-
2006-08-20
randhol
Hi
I found a bug in dokuwiki 0.0.20060309-5. I also tracked it down so it should be easy to fix if you agree with me.
Now the bug occurs if you have a section that starts with a number or that is not written in ascii like:
===== 9th =====
===== Γεια =====
etc...
the _headerToLink function in inc/parser/xhtml.php will create a ascii only anchor or id for these section and will strip the numbers at the start.
This is fine. A TOC in the same page will also work just fine.
However, the problem is when one write [[#9th]] or [[somepage#Γεια]] as a local link. When cliking on the link one jump to the correct page, but not the correct place inside the page.
The reason for this is that in the function internallink the 9th and Γεια are not transcoded with _headerToLink.
In the internallink function it is written:
//keep hash
if($hash) $link['url'].='#'.$hash;
This should be changed to:
//keep hash
if($hash) {
$hash = $this->_headerToLink($hash);
$link['url'].='#'.$hash;
}
because $hash needs to be transcoded the same way as the sections were in order to refer to the same location.
HTH
Preben
-
2006-08-22
ChrisS
I can't help thinking this is really only a partial description of the problem and the solution.
_headerToLink by its nature can create the same "base" string from many different input strings. The fragment IDs generated for a page's TOC and header overcome duplicates by attaching a unique number to fragments with the same base string. The above description and solution don't take this into account. I.e. the solution described will generate an existing fragment identifier, but it may not be the correct one.
A complete solution would be to store the entire TOC, including both original section text and processed fragment ids in the page metadata (which I think has been mentioned before as desirable) and to reference that data to retrieve the correct fragment id.
A workable solution, is to require users to copy/paste a link from the page TOC.
-
2006-08-22
randhol
That I agree with, but how does the TOC calculate the right name? I have only looked at parts of the code. Anyway, to require to copy/paste links from a TOC Bad Solution[tm].
Firstly, wikis are meant to be highly dynamic and not involve intricate technical tricks to get them to work. I mean wikis are meant to be an easy system to add content not layout and functionality.
Secondly, how can one know that _headerToLink will generate the same unique number each time? As you say, in case of a conflict it generates a unique number and as one cannot call _headerToLink to get the same number in the internallink, then one cannot know which number the page will have once the cache is flushed. So the link won't work again.
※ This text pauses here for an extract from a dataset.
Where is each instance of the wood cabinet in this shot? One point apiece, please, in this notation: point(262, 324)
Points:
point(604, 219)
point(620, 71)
But one thing that I don't understand is why do one need to do the conversion in the first place? Why do _headerToLink need to first convert the link to ascii and then strip all numbers. Why can't we use UTF-8 or better? I don't see why we cannot use the string as it is? Links are certainly working in this way. I mean I can make a page named Γεια and dokuwiki handles this correctly.
-
2006-08-22
randhol
OK I now have a improved solution. If one do the change I suggest above and then change the _headerToLink function to be simply:
function _headerToLink($title,$create=false) {
return rawurlencode(utf8_strtolower($title)); //alternatively remove the rawurlencoding
}
Then it works. I don't see why one need to care about if people write two sections in the same page with the same name. One should rather show that this doesn't work as the TOC will go to the first so that one changes the name of the first or second section...
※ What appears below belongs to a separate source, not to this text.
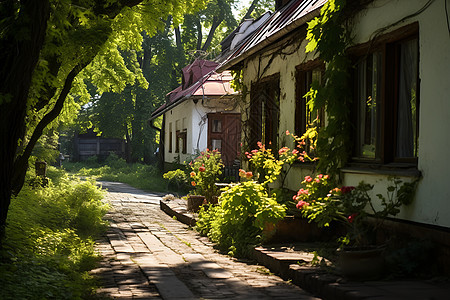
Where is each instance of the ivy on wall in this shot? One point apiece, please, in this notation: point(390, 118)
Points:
point(328, 34)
PS: Why isn't utf8_strtolower used in xhtml.php in stead of strtolower?
-
2006-08-22
randhol
ARG! I see now that this doesn't work if there are spaces in the section header as spaces are not replaced my underscore. OK, some more digging in the source then...
I'll be back :-)
-
2006-08-22
ChrisS
Preben, its a little more complex than that.
e.g.
1. Project #1
1.1 Project Team
2. Project #2
2.1 Project Team
The headings are different, but _headerToLink() will generate the same base fragment.
I believe the a similar thing can happen with the conversion from non-ASCII utf-8 text to ascii. Different text can generate the same fragment.
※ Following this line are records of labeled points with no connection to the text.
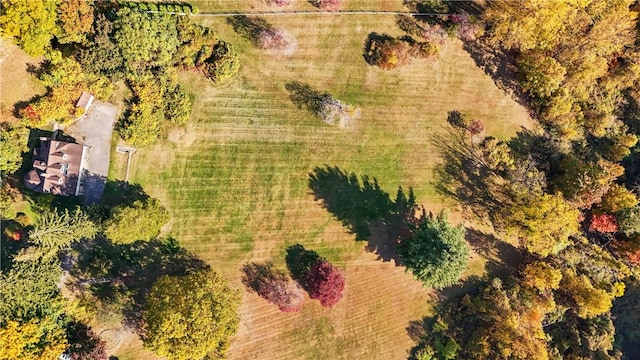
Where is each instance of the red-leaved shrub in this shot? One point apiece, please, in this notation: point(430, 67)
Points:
point(603, 223)
point(325, 283)
point(328, 5)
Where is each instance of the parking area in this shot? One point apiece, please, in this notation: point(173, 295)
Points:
point(95, 129)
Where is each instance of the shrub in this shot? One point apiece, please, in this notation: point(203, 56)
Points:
point(603, 223)
point(273, 285)
point(223, 64)
point(325, 283)
point(84, 344)
point(140, 221)
point(388, 53)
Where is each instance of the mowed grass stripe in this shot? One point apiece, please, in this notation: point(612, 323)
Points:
point(236, 181)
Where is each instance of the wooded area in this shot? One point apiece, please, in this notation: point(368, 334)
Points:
point(562, 195)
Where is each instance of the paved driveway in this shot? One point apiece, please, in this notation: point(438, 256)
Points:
point(95, 130)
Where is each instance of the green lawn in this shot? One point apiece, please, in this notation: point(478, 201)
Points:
point(235, 178)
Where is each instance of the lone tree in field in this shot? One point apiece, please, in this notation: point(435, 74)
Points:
point(323, 105)
point(191, 317)
point(435, 252)
point(327, 5)
point(325, 283)
point(273, 285)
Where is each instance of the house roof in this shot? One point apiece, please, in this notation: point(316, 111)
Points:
point(56, 167)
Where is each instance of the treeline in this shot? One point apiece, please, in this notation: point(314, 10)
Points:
point(565, 190)
point(91, 46)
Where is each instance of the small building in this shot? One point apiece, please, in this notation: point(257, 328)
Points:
point(85, 101)
point(57, 168)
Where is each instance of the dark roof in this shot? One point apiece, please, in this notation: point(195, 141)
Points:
point(56, 164)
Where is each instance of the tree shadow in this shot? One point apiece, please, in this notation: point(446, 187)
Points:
point(500, 64)
point(249, 28)
point(364, 208)
point(122, 274)
point(299, 260)
point(304, 96)
point(373, 40)
point(464, 176)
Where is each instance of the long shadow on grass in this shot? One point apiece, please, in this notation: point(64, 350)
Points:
point(120, 275)
point(464, 176)
point(299, 260)
point(249, 28)
point(364, 208)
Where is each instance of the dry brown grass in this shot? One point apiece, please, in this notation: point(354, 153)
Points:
point(237, 184)
point(16, 84)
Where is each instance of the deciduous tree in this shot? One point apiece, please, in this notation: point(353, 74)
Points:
point(34, 339)
point(32, 23)
point(75, 18)
point(618, 198)
point(13, 142)
point(191, 316)
point(29, 291)
point(328, 5)
point(603, 223)
point(435, 252)
point(142, 220)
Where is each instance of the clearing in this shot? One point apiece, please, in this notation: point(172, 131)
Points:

As to your earlier question regarding the character restrictions, its tied in with the HTML and XHTML rules for id attributes. I looked into this earlier today. My thought is it may be feasible to have a switch(*) allowing utf-8 characters in the fragment identifier. They are allowed under XHMTL (not under HTML).
(*) iirc, there already is a config setting which governs the characters allowed in page IDs. Using that switch in _headerToLink() may make sense.
-
2006-08-22
randhol
I see. For the above examples you wrote only the # causes problems. The others work. However that could be fixed by patching the link parser? And also replacing spaces and # with underscores. HTML isn't generally strict, so it shouldn't much matter what it allows or not? If HTML doesn't allow HTML then it is obsolete IMHO. Isn't dokuwiki also XHTML?
Dokuwiki isn't much use to me if it doesn't support utf-8. I need something that works for utf-8 so this is why I would like to help find a solution. :-)
-
2006-11-04
ChrisS
patches created for devel version.
see patches "no forcing of ASCII in section IDs".